Lato stazioni, GS Retail ha elevato a best practice la Food Court di Napoli Centrale (le altre mappate sono a Roma Termini, Torino Porta Nuova e Milano Garibaldi, quest’ultima del portfolio Altarea-Cogedim). Nello scalo partenopeo, caratterizzato da un’offerta consolidata da circa tre anni, la Food Court si estende per circa 2.800 mq, distribuiti su due livelli, dove insistono 14 locali. Il tasso di occupancy è pari al 100% mentre i locali gestiti in franchising sono quattro. Tra i brand più iconici aperti recentemente, Cuori di Sfogliatella “perché è la prima pasticceria che ha valorizzato e innovato il prodotto sfogliatella declinandolo in decine di versioni, questo le permette di non cannibalizzare il fatturato delle altre pasticcerie, e Nonna Titti, la prima rosticceria con un’offerta pensata per il travel che attrae anche il turista straniero”, rende noto l’azienda.

Ristorazione: Food Court, valore aggiunto?

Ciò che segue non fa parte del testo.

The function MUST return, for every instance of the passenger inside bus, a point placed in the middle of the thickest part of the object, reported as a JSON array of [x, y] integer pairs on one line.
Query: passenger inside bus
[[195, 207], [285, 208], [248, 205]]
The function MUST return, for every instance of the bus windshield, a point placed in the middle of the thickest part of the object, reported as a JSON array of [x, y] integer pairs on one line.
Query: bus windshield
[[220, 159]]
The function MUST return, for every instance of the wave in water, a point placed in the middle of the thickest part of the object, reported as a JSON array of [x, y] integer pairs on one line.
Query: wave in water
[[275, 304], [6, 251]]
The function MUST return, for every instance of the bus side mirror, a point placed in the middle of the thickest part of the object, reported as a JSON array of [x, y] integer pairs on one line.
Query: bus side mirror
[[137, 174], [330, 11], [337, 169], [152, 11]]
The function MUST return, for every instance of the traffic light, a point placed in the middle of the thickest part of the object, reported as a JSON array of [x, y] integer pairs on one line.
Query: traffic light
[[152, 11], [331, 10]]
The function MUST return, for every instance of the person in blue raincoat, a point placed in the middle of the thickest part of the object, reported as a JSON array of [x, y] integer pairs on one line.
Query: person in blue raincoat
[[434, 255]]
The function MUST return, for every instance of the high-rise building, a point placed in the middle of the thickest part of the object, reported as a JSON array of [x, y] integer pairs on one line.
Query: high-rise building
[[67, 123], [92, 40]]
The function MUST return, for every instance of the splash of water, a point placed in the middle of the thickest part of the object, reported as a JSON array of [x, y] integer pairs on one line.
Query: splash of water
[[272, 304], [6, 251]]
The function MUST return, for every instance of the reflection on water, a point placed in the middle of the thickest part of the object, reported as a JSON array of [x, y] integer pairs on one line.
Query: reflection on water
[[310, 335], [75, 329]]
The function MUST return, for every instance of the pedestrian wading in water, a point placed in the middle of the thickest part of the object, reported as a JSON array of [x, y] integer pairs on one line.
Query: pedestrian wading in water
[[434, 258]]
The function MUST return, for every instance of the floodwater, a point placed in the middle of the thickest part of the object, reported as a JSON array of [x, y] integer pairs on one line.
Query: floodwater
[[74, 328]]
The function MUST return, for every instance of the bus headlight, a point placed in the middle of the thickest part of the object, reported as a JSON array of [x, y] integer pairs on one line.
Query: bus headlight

Da diversi anni la Food Court è divenuta un canale di sviluppo per gli operatori della ristorazione a catena. Il campione di oltre 20 insegne nazionali e internazionali, preso in considerazione in questa edizione dell’Osservatorio, ha evidenziato un piano di sviluppo pari in media a oltre 3 nuove aperture nel 2024 e altrettante nel 2025. Ma, oltre alle new opening, il focus ha interessato direttamente il modello di business delle insegne all’interno delle Food Court. Interrogate sull’incidenza media dei rent sul fatturato in Food Court, è emerso un valore pari all’11%, contro un desiderata di un paio di punti più basso, un’incidenza della parte variabile intorno al 9% e un 6,5% di oneri di gestione comune sul totale del contratto di locazione per punto vendita. In contrapposizione ai contesti stradali o alle gallerie commerciali ma fuori dalle Food Court, il 60% del campione ha dichiarato una marginalità maggiore in Food Court, contro un 14% che ha comunicato un dato inferiore. Nel dettaglio del price point della catena all’interno delle Food Court, il cluster 10-20 euro si conferma anche quest’anno il più rilevante, con una percentuale del 59%, mentre il 32% dichiara un dato inferiore ai 10 euro e il restante 9% sopra i 20 euro. Parimenti, il 41% dei brand ha inoltre dichiarato che questo dato varia in base alle differenti aree Nielsen, con una percentuale di variazione compresa tra 0,1% a 5% per il 45% del campione e tra il 5,1% e 10% per un altro 45% del campione. Il franchising, altra leva di business di primario livello, cuba circa il 18% dei punti vendita presenti in Food Court, con un ruolo sempre più importanti per i cosiddetti “Mumbo” (multi unit, multi brand operator), che incidono per una quota del 43%. In definitiva, quali sono però i punti di forza e i punti di debolezza delle Food Court secondo i player della ristorazione? Tra i plus, spiccano i flussi (77%), la capacità attrattiva della Food Court (55%) e la presenza di intrattenimento (27%); tra i minus, invece, si segnalano la presenza di competitor diretti (41%), la mancanza di soluzioni di intrattenimento e le limitazioni alle strategie di retail marketing, quest’ultime ex aequo con il 36% delle preferenze.